5. Many of us do things with expectations; fishing teaches you not to
In fishing, as in life, having unrealistic expectations can lead to disappointment and frustration. For example, if a fisherman expects to catch a large fish every time they cast their line, they will likely be disappointed when this doesn’t happen. Similarly, in business, having unrealistic expectations can lead to disappointment and frustration, which can negatively impact morale and productivity.
Having expectations can create a rigid mindset that can be limiting and prevent leaders from seeing opportunities or being flexible in their approach. When leaders have preconceived expectations of how things should be, they may miss out on innovative ideas or creative solutions that could drive their business forward.
6. The ocean teaches us a deep lesson about life
The ocean provides us with great nourishment and beauty, but it also can cause us to experience immense pain. Just think about what happens to the sea when a storm looms above.

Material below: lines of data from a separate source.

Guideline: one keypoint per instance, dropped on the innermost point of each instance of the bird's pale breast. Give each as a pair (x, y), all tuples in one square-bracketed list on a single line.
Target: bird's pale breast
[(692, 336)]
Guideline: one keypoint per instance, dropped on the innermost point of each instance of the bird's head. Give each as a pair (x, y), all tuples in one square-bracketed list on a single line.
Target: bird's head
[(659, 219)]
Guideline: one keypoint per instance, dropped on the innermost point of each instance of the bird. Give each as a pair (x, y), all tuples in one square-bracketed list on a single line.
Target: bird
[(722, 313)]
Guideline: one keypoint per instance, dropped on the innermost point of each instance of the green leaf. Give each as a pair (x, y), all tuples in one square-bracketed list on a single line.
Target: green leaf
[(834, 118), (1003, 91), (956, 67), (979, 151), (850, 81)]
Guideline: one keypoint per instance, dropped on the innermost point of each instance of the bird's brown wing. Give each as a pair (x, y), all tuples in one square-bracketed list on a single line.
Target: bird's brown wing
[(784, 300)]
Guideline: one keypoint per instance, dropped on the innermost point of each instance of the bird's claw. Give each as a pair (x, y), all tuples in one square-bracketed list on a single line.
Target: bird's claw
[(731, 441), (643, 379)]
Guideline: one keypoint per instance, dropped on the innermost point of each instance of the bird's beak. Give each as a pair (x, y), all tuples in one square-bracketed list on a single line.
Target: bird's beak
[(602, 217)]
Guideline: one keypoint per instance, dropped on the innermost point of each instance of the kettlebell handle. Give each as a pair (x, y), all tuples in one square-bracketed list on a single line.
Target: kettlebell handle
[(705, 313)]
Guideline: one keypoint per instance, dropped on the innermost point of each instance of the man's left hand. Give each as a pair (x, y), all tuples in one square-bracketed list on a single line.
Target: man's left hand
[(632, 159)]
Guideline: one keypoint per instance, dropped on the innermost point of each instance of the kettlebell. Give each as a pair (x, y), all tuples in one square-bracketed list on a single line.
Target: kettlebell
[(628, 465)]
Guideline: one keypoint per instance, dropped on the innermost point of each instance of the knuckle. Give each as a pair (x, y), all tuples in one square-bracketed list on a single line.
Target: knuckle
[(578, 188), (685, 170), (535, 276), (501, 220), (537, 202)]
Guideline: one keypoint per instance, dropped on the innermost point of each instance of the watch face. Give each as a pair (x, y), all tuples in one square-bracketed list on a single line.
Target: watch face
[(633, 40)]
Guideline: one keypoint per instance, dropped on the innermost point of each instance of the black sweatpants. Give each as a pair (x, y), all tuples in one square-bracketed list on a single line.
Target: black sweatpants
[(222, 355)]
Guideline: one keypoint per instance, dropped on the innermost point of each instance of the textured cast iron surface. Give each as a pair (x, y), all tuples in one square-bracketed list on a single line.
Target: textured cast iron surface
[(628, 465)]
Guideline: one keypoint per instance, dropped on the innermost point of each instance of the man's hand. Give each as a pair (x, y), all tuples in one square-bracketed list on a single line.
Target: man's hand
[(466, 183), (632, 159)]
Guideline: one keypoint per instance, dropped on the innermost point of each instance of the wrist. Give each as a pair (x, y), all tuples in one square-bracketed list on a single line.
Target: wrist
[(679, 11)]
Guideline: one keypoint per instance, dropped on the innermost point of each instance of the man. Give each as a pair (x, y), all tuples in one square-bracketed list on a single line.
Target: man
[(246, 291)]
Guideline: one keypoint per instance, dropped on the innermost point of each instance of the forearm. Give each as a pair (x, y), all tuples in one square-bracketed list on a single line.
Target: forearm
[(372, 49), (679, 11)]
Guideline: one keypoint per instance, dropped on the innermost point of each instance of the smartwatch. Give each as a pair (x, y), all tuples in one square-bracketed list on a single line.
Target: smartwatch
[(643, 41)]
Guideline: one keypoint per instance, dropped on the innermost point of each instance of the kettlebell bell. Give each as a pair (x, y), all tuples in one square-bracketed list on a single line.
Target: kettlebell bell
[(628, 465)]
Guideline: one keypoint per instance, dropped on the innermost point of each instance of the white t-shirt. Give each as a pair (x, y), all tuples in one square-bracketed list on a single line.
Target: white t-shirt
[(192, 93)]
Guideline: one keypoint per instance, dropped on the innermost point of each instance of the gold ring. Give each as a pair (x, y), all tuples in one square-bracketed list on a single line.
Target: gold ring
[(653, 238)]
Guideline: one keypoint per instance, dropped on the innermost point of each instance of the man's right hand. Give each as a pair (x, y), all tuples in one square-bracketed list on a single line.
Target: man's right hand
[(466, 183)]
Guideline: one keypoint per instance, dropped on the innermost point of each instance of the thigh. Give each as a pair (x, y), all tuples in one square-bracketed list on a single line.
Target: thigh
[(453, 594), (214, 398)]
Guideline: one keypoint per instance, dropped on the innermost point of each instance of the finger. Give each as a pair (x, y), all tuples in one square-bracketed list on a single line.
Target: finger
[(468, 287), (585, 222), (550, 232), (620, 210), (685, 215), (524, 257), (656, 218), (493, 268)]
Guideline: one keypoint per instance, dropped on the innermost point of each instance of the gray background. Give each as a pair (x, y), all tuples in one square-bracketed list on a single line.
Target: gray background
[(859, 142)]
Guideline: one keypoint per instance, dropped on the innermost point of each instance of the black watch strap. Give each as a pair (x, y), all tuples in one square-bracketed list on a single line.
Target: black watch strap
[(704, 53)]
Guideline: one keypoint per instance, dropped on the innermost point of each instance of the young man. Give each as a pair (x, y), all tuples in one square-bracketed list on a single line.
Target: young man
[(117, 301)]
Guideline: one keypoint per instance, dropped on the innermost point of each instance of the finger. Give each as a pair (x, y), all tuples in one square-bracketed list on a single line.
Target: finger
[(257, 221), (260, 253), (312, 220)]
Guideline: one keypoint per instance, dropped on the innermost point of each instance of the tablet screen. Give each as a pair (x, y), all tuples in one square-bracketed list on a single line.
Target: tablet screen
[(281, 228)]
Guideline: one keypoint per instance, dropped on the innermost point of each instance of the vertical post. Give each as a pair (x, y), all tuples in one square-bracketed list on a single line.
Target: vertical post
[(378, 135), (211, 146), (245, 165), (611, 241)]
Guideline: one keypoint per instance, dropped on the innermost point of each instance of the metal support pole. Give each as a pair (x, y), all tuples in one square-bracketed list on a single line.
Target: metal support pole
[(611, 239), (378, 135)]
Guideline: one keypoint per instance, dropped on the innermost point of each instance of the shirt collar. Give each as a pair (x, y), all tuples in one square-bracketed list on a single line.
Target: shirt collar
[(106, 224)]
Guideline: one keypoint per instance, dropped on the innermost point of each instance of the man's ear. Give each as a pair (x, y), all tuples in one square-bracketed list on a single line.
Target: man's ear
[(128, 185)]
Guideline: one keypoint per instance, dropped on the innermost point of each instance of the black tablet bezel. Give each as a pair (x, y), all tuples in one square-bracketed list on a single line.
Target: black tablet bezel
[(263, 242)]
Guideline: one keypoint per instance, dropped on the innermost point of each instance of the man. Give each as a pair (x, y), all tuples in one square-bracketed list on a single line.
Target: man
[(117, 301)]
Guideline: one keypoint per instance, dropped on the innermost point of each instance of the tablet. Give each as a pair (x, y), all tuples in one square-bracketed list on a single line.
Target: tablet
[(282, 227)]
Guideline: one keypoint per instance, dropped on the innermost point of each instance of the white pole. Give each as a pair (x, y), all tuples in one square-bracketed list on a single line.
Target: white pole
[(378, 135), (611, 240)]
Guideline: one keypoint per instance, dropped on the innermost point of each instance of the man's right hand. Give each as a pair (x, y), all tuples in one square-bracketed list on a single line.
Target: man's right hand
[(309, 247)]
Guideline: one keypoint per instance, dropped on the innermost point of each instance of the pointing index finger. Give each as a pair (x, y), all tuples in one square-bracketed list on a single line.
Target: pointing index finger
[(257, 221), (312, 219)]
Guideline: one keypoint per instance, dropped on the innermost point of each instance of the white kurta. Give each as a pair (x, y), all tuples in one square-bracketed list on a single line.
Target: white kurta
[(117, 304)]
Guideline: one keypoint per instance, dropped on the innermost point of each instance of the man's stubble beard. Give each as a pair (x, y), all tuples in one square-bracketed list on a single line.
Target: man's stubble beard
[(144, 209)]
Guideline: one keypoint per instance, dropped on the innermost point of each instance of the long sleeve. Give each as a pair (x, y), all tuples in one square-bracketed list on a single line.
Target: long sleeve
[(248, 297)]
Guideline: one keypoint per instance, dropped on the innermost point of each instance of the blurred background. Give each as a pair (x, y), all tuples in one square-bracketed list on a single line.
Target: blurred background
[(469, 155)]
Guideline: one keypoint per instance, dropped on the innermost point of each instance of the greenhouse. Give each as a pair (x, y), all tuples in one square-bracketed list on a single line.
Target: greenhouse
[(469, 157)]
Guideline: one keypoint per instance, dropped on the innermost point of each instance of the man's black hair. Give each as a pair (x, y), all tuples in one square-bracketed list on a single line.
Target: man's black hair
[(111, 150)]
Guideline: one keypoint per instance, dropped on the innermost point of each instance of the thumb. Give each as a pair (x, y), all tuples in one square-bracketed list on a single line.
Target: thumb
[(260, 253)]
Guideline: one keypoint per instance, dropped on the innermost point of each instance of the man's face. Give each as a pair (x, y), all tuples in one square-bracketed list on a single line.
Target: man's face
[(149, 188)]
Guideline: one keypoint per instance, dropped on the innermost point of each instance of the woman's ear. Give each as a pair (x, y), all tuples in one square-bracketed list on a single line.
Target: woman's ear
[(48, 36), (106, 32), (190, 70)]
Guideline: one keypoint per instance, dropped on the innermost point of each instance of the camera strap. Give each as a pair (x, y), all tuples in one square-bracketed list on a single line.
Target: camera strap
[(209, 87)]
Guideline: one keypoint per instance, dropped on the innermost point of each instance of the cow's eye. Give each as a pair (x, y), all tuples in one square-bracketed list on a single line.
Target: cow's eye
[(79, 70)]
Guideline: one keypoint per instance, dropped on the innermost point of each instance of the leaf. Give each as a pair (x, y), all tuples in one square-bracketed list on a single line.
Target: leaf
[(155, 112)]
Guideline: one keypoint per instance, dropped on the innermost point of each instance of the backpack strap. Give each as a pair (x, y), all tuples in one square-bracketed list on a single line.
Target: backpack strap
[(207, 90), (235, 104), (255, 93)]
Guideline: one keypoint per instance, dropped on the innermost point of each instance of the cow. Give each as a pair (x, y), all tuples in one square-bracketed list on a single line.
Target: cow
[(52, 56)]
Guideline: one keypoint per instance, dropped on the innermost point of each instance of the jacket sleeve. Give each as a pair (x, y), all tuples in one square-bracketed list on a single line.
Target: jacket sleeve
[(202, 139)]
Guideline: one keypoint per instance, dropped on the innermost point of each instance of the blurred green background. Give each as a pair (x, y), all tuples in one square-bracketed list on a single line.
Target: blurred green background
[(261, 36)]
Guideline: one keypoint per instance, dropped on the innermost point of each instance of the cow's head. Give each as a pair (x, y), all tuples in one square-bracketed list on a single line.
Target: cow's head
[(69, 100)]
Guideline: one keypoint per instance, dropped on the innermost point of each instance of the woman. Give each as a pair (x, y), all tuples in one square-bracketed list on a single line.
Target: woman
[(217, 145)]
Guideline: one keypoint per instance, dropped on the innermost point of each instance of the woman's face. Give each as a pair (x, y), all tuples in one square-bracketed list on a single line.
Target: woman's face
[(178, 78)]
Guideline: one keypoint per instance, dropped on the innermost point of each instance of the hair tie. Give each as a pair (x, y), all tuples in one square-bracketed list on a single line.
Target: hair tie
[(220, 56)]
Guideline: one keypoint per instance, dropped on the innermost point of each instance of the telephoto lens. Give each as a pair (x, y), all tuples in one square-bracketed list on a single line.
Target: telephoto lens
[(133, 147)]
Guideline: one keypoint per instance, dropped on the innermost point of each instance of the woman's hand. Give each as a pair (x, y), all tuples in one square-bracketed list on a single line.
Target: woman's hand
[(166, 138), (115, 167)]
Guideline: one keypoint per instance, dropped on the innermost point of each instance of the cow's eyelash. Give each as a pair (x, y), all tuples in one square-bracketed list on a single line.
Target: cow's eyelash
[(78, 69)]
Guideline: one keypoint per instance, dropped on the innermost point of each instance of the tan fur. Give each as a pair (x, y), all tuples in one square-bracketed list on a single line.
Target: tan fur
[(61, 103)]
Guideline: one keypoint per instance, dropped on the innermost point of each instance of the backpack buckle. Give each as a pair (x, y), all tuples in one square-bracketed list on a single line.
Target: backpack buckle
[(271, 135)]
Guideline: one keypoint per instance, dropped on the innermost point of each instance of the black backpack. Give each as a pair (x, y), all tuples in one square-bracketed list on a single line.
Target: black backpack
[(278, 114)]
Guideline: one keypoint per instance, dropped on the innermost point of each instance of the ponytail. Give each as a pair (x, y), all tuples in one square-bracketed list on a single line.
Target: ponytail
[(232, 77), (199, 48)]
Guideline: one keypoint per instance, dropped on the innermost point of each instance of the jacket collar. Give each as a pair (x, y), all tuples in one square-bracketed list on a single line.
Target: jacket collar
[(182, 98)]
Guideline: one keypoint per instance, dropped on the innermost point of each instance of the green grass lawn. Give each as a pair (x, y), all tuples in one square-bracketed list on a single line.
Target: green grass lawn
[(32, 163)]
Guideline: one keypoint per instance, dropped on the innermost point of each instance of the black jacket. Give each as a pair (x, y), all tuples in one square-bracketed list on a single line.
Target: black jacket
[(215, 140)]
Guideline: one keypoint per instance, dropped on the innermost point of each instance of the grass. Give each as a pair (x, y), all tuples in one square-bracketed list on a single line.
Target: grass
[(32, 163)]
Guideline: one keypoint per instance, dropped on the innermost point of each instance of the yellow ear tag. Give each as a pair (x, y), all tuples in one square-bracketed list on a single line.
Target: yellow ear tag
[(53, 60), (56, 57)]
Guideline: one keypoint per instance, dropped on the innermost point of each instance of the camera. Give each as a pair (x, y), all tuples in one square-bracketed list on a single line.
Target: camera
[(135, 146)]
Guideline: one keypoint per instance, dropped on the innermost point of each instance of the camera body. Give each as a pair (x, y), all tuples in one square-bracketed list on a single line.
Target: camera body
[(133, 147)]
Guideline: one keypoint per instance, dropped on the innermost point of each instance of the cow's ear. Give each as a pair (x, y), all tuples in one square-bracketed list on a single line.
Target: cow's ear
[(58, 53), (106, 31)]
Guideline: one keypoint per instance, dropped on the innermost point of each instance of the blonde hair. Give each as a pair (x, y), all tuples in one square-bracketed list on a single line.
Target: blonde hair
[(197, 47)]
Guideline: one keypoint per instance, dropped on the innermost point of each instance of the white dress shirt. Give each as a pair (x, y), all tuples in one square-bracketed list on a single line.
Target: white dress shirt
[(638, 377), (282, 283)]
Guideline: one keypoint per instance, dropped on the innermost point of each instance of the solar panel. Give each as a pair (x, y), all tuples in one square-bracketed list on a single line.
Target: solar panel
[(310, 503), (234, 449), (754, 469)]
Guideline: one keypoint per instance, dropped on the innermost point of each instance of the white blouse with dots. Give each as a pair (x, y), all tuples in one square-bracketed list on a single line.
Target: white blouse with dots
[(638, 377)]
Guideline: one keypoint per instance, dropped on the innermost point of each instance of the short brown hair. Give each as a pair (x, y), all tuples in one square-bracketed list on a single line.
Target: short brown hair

That’s kind of how it is in the business world, too; it can be great and provide the livelihood we need, but it can also turn our lives absolutely upside down by creating excess stress and chaos.
Many of us are stressed out. Stress in the workplace is a global issue that affects workers around the world. According to the American Institute of Stress, work is one of the top sources of stress for American adults. In 2022, 83% of U.S. workers reported experiencing work-related stress.
The ocean provides us with a source of tranquility once we understand its nature as a provider and as a destroyer — as with the business world — we can find the balance needed to achieve.
Related: I Couldn’t Sleep. I Obsessed Over My Failures. Then I Found the Weirdest Cure — Flyfishing?
As you can see, fishing can be so much more than just a pastime. It can be the very activity you need to hone in on to create your biggest business goals. Fishing or similar activities are critical for a leader to experience because there is also value in having time when you are not connected and not reachable. It’s similar to being a plane with no WiFi. That’s when you can do critical thinking and give your brain a moment to recalibrate — “woosah,” as we say. If you are always on and reachable, you miss out on important “you time” that makes you a better and more collected leader.
True success takes time and trust in the process. So, grab some bait, line, and contemplate your next business venture!